Illya Nickovetch Kuryakin didn't quite know what to expect when he stepped onto American soil for the very first time. He'd been stationed in England before so was familiar with democracy, but he also knew that there were differences between the two countries. The U.K. was much more socialist than the United States was, with higher taxes but services such as health care and a college education offered for free, unlike in the United States. Illya shuddered to think of innocent people dying of treatable medical conditions simply because they couldn't afford to pay for doctors or medicine. That was a situation that would never happen in his own country or in England but could well happen in the U.S.
Still, Illya strongly approved of the social programs being implemented by the current president, Lyndon Johnson, as well as the civil rights championed by the recently slain president, John F. Kennedy.

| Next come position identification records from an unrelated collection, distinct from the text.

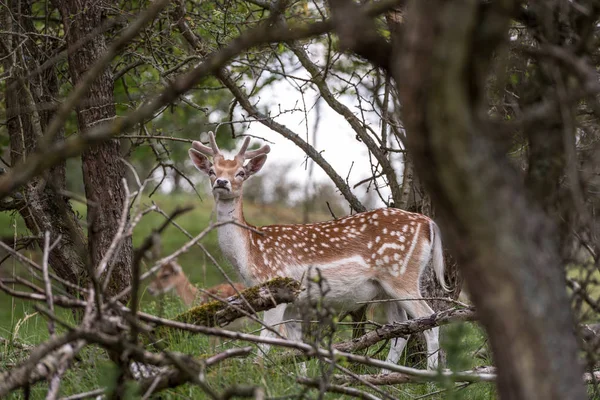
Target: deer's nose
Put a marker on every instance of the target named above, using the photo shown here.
(221, 182)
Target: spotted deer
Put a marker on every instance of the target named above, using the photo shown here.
(171, 277)
(373, 255)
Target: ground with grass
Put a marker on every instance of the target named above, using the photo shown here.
(20, 323)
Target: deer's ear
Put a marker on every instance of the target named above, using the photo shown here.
(255, 164)
(200, 160)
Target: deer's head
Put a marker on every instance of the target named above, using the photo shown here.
(167, 278)
(227, 176)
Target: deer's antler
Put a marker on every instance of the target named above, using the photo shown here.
(243, 155)
(213, 150)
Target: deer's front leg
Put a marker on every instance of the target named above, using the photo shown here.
(272, 318)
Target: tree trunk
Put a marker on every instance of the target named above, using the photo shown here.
(103, 172)
(46, 209)
(505, 244)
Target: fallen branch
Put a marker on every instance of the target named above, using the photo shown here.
(479, 374)
(337, 389)
(403, 329)
(258, 298)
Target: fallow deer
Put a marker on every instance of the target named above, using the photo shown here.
(170, 277)
(378, 254)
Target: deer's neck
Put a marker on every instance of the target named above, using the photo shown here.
(234, 239)
(187, 292)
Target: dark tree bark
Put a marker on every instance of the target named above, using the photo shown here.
(46, 209)
(103, 172)
(505, 244)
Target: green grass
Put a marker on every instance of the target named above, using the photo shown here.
(19, 320)
(94, 370)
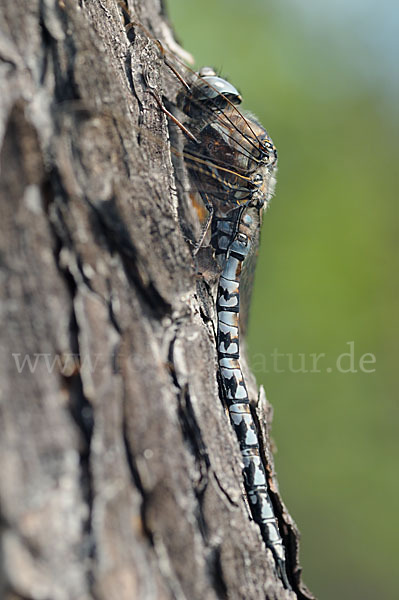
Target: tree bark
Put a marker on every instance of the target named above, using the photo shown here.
(120, 472)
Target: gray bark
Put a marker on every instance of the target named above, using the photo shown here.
(120, 473)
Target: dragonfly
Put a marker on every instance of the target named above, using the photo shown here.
(231, 161)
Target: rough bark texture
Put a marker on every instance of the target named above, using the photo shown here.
(120, 472)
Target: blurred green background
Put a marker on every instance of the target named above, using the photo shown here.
(324, 80)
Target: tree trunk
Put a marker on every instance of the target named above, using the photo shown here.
(120, 472)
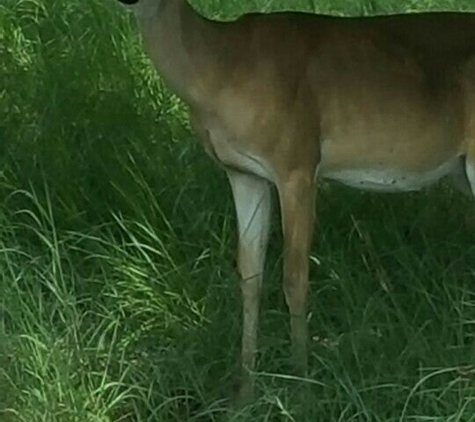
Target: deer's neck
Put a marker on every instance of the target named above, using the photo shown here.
(180, 43)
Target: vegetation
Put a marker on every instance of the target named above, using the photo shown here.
(118, 296)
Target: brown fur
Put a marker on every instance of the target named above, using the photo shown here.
(277, 97)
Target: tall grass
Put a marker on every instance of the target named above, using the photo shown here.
(119, 300)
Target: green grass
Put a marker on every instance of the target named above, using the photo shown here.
(118, 296)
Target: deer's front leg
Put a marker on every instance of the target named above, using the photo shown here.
(253, 203)
(297, 197)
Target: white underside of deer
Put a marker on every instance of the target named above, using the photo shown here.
(384, 104)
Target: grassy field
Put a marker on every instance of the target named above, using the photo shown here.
(118, 296)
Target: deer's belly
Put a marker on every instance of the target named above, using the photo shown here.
(391, 179)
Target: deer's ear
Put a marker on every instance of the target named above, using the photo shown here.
(129, 2)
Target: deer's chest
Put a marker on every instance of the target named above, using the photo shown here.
(230, 149)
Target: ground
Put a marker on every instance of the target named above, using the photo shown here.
(118, 295)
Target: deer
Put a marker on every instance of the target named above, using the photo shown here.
(285, 99)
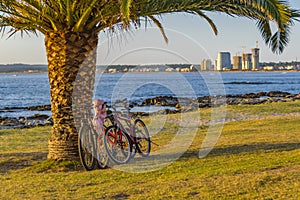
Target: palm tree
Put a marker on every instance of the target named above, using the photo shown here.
(71, 29)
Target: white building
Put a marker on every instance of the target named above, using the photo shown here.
(223, 61)
(206, 65)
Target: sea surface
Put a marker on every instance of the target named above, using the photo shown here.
(22, 90)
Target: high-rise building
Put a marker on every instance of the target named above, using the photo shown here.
(246, 61)
(206, 65)
(255, 58)
(237, 63)
(223, 61)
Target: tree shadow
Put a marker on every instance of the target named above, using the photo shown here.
(246, 148)
(15, 161)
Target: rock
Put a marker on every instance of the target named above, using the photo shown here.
(277, 94)
(38, 117)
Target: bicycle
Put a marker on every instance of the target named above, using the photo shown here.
(92, 153)
(122, 143)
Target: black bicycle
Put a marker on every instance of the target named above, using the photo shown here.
(91, 144)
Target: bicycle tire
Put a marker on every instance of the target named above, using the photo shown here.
(141, 138)
(102, 157)
(118, 147)
(86, 147)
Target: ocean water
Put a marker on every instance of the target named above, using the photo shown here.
(24, 90)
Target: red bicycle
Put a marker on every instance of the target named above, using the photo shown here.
(123, 140)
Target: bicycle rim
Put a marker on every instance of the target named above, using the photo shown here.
(117, 145)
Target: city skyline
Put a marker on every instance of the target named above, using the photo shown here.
(190, 41)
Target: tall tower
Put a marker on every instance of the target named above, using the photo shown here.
(237, 62)
(223, 61)
(255, 57)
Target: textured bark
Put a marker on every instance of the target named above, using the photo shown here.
(71, 70)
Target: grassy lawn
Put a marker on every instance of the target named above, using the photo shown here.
(255, 158)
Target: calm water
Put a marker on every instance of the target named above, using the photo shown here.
(33, 89)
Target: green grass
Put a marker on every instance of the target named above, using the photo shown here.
(253, 159)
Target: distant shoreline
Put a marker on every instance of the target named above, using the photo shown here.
(229, 71)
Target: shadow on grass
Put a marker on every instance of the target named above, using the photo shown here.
(15, 161)
(35, 161)
(246, 148)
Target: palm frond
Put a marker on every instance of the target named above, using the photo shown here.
(161, 28)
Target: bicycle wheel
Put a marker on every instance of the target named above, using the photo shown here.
(108, 121)
(117, 145)
(86, 147)
(102, 158)
(141, 138)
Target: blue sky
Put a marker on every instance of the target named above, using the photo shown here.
(190, 40)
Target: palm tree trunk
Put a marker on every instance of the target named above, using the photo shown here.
(71, 71)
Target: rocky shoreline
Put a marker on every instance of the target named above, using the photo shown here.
(177, 105)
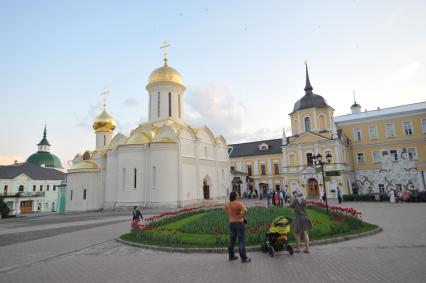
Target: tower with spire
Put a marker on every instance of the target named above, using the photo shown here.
(104, 126)
(43, 157)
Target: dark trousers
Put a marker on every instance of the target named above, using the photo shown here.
(236, 230)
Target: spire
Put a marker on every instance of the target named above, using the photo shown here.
(164, 46)
(308, 86)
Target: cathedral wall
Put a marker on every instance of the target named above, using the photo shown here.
(131, 173)
(165, 180)
(76, 184)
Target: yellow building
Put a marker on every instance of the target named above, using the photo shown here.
(369, 152)
(388, 148)
(261, 160)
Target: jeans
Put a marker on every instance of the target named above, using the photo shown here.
(236, 230)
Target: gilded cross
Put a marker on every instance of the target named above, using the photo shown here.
(164, 46)
(104, 95)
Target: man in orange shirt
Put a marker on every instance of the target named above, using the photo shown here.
(236, 211)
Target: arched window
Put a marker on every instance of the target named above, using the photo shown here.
(307, 124)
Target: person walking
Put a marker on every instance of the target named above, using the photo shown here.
(236, 212)
(301, 223)
(339, 195)
(137, 215)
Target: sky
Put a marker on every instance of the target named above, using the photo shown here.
(242, 63)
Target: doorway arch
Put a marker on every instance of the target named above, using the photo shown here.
(206, 187)
(313, 189)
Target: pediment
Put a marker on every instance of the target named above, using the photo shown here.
(309, 137)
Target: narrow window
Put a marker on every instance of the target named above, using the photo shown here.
(134, 177)
(179, 105)
(310, 159)
(307, 124)
(376, 156)
(360, 158)
(412, 153)
(123, 181)
(408, 128)
(158, 105)
(393, 155)
(263, 169)
(276, 169)
(390, 130)
(170, 104)
(372, 132)
(424, 126)
(154, 177)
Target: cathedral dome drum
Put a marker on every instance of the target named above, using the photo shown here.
(104, 122)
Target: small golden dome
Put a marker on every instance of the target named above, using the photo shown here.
(104, 123)
(165, 74)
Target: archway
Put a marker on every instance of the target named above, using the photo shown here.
(206, 187)
(313, 189)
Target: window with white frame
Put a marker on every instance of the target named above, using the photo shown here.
(390, 130)
(357, 134)
(424, 126)
(376, 156)
(393, 154)
(412, 153)
(408, 128)
(360, 157)
(372, 132)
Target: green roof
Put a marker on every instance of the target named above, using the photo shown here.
(45, 158)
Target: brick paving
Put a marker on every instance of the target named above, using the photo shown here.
(397, 254)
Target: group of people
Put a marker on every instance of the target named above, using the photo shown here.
(277, 198)
(237, 213)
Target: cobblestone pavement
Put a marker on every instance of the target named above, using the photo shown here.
(397, 254)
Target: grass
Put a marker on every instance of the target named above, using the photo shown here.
(210, 228)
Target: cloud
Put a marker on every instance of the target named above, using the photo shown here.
(215, 107)
(405, 72)
(10, 159)
(130, 102)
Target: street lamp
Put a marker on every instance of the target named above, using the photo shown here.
(319, 161)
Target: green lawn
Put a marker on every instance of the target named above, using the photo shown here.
(210, 228)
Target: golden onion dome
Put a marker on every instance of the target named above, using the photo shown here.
(165, 74)
(104, 122)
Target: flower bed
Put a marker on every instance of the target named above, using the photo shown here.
(204, 226)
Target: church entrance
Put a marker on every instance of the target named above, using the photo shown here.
(313, 189)
(206, 187)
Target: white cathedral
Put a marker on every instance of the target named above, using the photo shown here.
(163, 162)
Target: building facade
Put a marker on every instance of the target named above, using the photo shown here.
(370, 152)
(30, 188)
(163, 162)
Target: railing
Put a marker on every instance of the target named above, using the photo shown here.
(23, 194)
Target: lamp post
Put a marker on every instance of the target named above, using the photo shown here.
(319, 161)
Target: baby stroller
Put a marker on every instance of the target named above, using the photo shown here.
(276, 238)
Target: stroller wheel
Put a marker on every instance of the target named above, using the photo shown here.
(271, 251)
(290, 249)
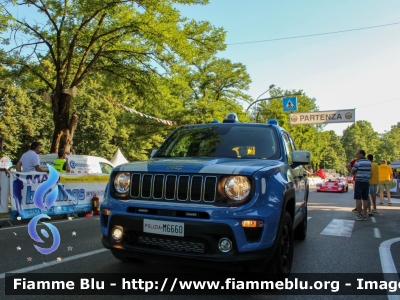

Both the U.S. and the U.K. had a two-party political system, unlike the U.S.S.R. Illya found that he agreed much more with the values and beliefs of the Labor party rather than the Conservative party in the U.K. He wondered whether his new partner, Napoleon Solo, was a Democrat or a Republican. He very much hoped that Napoleon was a Democrat; however, he knew that, whatever the case was, if they were going to work together closely, he and his partner were going to have to be able to trust one another.
Another thing he was certain of was that life in the United States would be very different from the life he'd lived so far. He couldn't wait to find out what new challenges he was about to face.